IMPLICATIONS FOR REHABILITATION
Acknowledgements
We are exceedingly grateful to the clinicians who participated in this study, and to the patients and families on the wards at the time, who provided consent for data collection. The authors would like to thank the local site coordinators at each of the participating hospitals, for their practical support during data collection.
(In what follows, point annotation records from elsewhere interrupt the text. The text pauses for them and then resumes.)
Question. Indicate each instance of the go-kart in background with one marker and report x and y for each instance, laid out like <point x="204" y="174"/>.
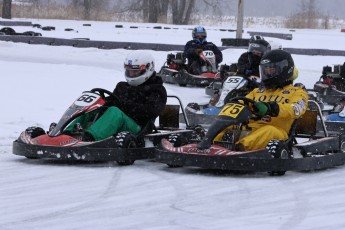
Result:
<point x="39" y="82"/>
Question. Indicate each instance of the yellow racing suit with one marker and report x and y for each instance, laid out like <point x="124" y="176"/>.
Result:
<point x="292" y="102"/>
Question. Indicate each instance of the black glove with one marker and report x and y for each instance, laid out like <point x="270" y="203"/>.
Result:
<point x="198" y="51"/>
<point x="266" y="108"/>
<point x="112" y="101"/>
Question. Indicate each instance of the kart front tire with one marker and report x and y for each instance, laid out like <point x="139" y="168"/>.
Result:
<point x="126" y="140"/>
<point x="278" y="149"/>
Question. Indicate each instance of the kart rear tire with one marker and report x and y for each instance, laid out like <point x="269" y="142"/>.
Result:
<point x="126" y="140"/>
<point x="278" y="149"/>
<point x="174" y="166"/>
<point x="177" y="139"/>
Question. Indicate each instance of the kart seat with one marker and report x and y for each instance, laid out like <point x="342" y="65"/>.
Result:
<point x="303" y="127"/>
<point x="169" y="117"/>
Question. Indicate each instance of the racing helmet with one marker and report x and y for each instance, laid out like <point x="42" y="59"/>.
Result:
<point x="259" y="47"/>
<point x="276" y="69"/>
<point x="139" y="67"/>
<point x="199" y="34"/>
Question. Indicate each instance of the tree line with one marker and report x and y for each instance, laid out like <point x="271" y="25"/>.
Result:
<point x="152" y="11"/>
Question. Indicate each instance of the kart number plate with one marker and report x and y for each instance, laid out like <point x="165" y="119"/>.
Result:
<point x="87" y="99"/>
<point x="231" y="110"/>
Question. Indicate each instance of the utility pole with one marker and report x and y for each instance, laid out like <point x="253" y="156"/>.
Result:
<point x="6" y="9"/>
<point x="239" y="19"/>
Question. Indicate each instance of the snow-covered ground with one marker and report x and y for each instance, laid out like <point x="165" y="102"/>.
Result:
<point x="39" y="82"/>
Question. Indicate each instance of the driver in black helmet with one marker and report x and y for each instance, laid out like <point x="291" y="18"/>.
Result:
<point x="248" y="63"/>
<point x="194" y="47"/>
<point x="278" y="102"/>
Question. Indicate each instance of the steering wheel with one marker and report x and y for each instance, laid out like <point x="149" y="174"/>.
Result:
<point x="104" y="92"/>
<point x="247" y="102"/>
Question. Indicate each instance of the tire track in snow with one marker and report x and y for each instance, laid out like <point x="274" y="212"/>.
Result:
<point x="63" y="212"/>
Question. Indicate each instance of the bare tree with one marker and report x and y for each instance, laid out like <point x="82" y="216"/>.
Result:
<point x="6" y="9"/>
<point x="181" y="11"/>
<point x="306" y="17"/>
<point x="87" y="9"/>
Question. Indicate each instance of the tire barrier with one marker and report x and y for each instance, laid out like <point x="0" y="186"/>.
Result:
<point x="15" y="23"/>
<point x="86" y="43"/>
<point x="235" y="42"/>
<point x="273" y="35"/>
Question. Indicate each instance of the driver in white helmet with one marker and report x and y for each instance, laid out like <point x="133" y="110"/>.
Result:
<point x="139" y="99"/>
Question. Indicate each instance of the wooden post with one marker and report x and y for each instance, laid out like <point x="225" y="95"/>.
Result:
<point x="239" y="19"/>
<point x="6" y="9"/>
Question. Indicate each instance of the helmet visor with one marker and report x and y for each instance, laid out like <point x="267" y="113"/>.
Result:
<point x="133" y="71"/>
<point x="257" y="49"/>
<point x="270" y="70"/>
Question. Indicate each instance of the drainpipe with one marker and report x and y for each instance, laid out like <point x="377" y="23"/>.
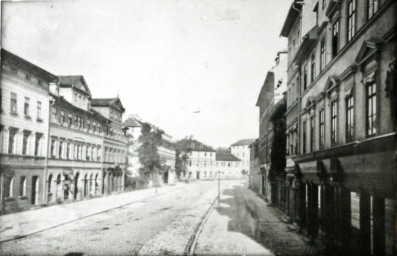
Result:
<point x="45" y="196"/>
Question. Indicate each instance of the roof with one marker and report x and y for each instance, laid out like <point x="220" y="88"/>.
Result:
<point x="75" y="81"/>
<point x="244" y="142"/>
<point x="11" y="59"/>
<point x="108" y="102"/>
<point x="223" y="156"/>
<point x="292" y="15"/>
<point x="131" y="122"/>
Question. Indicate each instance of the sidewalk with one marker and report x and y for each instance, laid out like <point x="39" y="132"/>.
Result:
<point x="243" y="224"/>
<point x="29" y="222"/>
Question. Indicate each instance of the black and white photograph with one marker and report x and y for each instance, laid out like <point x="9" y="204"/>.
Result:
<point x="198" y="127"/>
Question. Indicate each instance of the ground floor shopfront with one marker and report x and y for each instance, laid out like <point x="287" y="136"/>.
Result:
<point x="344" y="199"/>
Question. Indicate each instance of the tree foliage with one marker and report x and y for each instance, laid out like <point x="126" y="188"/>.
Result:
<point x="148" y="155"/>
<point x="182" y="156"/>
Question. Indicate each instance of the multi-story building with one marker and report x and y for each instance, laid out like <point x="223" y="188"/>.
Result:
<point x="340" y="123"/>
<point x="78" y="165"/>
<point x="270" y="101"/>
<point x="241" y="150"/>
<point x="24" y="132"/>
<point x="206" y="163"/>
<point x="114" y="146"/>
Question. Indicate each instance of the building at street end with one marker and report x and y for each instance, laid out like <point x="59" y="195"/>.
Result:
<point x="205" y="163"/>
<point x="24" y="132"/>
<point x="241" y="150"/>
<point x="341" y="124"/>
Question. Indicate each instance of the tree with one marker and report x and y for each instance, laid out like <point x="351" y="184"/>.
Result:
<point x="182" y="156"/>
<point x="148" y="155"/>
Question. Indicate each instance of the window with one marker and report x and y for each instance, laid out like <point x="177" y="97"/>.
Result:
<point x="349" y="119"/>
<point x="26" y="107"/>
<point x="39" y="109"/>
<point x="334" y="122"/>
<point x="11" y="141"/>
<point x="371" y="107"/>
<point x="313" y="67"/>
<point x="37" y="143"/>
<point x="351" y="20"/>
<point x="8" y="187"/>
<point x="53" y="148"/>
<point x="22" y="186"/>
<point x="62" y="116"/>
<point x="53" y="114"/>
<point x="13" y="103"/>
<point x="312" y="124"/>
<point x="60" y="149"/>
<point x="304" y="137"/>
<point x="304" y="82"/>
<point x="25" y="142"/>
<point x="373" y="6"/>
<point x="335" y="39"/>
<point x="322" y="129"/>
<point x="70" y="118"/>
<point x="322" y="54"/>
We would also like to acknowledge Prof. Theresa Green, Dr Suzanne Kuys, Dr Eleanor Horton, Dr Benjamin Chen, and Mr Greg Cadigan for their roles in the wider BEEPRS project.
Ethics approval
Ethics approval was obtained from The Prince Charles Hospital Human Research Ethics Committee (HREC/16/QPCH/225) and the University of Queensland Human Research Ethics Committee (2016001563/HREC/16/QPCH/225).
Disclosure statement
None to declare.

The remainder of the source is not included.